Ils avaient perdu l’estime d’eux-mêmes en vivant dans la rue, à Bucarest. Créé sur les ruines d’un ex-conglomérat communiste, un atelier d’insertion leur "redonne confiance" et dignité en leur faisant créer des sacs écolos et recycler des ordinateurs.
BUCAREST (AFP) - Ils avaient perdu l’estime d’eux-mêmes en vivant dans la rue, à Bucarest. Créé sur les ruines d’un ex-conglomérat communiste, un atelier d’insertion leur "redonne confiance" et dignité en leur faisant créer des sacs écolos et recycler des ordinateurs.

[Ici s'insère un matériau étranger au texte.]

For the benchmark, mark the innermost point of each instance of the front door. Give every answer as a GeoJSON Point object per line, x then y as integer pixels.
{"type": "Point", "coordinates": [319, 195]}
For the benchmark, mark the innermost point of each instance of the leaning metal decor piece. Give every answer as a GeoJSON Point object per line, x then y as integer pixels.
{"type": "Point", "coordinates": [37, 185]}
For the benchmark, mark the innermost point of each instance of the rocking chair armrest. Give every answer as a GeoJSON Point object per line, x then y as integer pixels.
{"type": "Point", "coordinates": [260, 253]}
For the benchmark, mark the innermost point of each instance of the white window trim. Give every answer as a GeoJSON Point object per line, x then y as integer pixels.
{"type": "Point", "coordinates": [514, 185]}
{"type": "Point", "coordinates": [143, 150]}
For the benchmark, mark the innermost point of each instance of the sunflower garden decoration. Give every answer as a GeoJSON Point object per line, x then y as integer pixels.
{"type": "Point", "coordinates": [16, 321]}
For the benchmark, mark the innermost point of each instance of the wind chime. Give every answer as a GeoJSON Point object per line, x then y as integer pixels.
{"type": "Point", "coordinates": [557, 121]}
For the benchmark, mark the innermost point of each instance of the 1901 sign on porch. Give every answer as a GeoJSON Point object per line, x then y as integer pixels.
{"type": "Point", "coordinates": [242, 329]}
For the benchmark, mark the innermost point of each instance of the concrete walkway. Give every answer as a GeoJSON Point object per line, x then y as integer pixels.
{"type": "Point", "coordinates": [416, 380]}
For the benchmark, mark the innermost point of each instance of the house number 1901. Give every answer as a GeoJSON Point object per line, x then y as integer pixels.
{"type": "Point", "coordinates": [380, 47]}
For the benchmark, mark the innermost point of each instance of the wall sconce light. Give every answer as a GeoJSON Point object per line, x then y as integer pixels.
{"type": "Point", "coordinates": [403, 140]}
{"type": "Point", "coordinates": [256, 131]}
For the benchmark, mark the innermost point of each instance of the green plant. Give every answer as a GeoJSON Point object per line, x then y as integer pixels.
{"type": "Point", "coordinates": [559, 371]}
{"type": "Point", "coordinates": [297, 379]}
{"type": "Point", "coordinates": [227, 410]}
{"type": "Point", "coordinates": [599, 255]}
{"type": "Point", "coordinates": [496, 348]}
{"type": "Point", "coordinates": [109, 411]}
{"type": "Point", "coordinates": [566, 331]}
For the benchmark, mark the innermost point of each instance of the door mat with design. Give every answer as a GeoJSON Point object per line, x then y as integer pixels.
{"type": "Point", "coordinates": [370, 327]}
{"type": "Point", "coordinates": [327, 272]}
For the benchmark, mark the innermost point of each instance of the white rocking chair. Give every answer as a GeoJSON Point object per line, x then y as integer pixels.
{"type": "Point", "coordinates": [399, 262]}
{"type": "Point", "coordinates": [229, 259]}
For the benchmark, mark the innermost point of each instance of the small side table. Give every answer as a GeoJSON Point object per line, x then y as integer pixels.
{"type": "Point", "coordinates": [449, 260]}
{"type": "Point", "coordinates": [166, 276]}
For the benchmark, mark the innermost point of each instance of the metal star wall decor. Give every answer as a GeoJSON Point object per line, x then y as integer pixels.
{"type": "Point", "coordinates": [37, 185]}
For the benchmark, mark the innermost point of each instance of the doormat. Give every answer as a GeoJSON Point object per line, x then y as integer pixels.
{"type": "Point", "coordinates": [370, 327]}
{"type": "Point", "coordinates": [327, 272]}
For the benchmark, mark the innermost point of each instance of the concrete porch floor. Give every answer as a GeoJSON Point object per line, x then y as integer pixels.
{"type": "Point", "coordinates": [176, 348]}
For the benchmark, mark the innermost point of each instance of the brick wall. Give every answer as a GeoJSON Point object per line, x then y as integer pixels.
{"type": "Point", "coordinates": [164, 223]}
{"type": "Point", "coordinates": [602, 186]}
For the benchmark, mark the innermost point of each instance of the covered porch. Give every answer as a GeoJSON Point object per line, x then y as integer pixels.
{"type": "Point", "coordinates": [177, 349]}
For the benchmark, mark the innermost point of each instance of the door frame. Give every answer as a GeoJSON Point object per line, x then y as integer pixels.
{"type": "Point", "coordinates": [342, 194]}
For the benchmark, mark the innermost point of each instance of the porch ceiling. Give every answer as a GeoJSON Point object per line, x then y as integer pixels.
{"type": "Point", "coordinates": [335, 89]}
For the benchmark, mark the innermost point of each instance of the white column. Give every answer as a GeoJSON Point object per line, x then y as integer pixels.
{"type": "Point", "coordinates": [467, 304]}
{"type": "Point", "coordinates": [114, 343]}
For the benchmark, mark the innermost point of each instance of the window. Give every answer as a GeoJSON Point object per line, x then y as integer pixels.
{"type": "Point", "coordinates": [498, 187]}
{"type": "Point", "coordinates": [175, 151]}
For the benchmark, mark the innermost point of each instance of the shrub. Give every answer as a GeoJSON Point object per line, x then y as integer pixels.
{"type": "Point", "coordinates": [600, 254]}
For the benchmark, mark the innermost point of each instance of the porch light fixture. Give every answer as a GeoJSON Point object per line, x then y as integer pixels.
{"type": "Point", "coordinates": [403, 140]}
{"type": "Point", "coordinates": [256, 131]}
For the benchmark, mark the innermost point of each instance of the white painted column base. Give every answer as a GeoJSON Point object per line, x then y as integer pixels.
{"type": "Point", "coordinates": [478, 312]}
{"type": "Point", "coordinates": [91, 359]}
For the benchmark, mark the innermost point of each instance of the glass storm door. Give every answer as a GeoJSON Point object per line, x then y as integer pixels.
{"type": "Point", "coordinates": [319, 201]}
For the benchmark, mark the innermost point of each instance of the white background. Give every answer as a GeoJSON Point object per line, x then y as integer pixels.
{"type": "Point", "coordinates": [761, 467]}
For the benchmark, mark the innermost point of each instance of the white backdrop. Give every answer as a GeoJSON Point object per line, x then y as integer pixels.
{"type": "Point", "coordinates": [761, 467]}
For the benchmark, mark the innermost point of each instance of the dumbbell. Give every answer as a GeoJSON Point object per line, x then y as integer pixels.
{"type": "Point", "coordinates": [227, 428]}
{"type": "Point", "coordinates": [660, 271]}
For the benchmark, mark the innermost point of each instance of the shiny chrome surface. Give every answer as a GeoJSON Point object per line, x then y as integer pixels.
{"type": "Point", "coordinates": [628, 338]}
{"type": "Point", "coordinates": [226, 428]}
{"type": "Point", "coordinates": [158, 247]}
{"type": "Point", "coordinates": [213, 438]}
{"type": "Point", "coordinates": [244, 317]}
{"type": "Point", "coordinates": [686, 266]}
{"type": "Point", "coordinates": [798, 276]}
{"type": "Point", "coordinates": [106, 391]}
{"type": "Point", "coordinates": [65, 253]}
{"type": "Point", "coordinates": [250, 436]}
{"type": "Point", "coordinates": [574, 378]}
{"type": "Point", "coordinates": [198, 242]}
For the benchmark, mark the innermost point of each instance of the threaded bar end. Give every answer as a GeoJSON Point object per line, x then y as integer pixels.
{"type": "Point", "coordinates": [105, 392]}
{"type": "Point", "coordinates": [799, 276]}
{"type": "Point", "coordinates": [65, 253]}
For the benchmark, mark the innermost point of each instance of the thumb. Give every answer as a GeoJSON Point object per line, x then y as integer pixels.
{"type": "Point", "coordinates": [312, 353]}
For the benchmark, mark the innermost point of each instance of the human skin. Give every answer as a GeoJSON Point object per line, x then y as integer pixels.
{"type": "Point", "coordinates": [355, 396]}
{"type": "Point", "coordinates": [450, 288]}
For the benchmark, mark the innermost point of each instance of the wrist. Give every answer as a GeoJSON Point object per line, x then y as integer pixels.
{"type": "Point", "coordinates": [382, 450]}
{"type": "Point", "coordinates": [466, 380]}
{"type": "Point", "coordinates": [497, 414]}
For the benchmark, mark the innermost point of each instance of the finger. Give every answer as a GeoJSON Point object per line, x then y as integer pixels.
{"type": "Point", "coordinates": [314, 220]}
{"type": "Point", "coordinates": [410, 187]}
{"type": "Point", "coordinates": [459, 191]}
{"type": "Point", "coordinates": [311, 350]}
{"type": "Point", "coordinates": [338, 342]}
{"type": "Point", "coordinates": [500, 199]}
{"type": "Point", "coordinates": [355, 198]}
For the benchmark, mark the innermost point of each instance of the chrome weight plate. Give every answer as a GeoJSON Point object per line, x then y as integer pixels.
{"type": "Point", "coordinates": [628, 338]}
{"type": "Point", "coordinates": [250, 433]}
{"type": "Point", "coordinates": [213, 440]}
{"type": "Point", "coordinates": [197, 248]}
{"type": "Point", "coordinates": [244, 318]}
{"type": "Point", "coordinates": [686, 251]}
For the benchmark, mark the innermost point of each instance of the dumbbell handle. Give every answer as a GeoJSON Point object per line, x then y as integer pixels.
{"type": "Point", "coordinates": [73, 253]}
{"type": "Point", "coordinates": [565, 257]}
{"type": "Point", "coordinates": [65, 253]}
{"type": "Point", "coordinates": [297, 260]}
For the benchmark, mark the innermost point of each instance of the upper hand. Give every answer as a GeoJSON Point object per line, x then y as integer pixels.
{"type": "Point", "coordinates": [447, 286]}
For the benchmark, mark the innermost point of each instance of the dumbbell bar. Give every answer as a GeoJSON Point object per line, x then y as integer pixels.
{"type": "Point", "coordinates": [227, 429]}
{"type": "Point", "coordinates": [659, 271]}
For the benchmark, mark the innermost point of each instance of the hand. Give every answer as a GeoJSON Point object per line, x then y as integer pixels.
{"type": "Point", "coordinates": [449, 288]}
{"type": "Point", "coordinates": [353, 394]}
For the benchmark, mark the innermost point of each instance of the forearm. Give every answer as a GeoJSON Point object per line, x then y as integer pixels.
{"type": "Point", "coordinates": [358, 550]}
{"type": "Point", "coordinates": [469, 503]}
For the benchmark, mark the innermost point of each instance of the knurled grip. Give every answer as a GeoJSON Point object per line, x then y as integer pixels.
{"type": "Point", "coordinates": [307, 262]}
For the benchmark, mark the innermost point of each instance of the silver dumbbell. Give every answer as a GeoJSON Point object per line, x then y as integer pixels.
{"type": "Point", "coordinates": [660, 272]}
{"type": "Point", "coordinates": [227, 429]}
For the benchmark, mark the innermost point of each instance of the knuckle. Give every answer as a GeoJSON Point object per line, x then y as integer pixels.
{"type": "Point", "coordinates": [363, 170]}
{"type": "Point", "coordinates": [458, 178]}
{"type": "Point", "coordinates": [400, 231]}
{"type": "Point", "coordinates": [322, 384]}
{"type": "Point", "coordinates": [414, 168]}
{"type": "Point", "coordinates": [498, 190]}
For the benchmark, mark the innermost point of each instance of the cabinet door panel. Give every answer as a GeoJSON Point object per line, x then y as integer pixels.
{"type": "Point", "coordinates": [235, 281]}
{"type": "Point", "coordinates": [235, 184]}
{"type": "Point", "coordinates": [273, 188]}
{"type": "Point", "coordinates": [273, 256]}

Dans une Roumanie touchée par une des récessions économiques les plus sévères de l’Union européenne et un chômage en forte hausse, "l’Atelier sans frontière" est une des seules structures offrant une perspective de retour à l’emploi aux personnes très pauvres et sans domicile.
Avec une activité de recyclage novatrice dans les Balkans.
"Aujourd’hui, je suis redevenu quelqu’un, une personne", confie à l’AFP Doru Ipeghian, 57 ans.
L’homme a gardé sa carrure d’ancien joueur de hockey sur glace malgré les coups encaissés sur le tard, dans une vie commencée comme un long fleuve tranquille.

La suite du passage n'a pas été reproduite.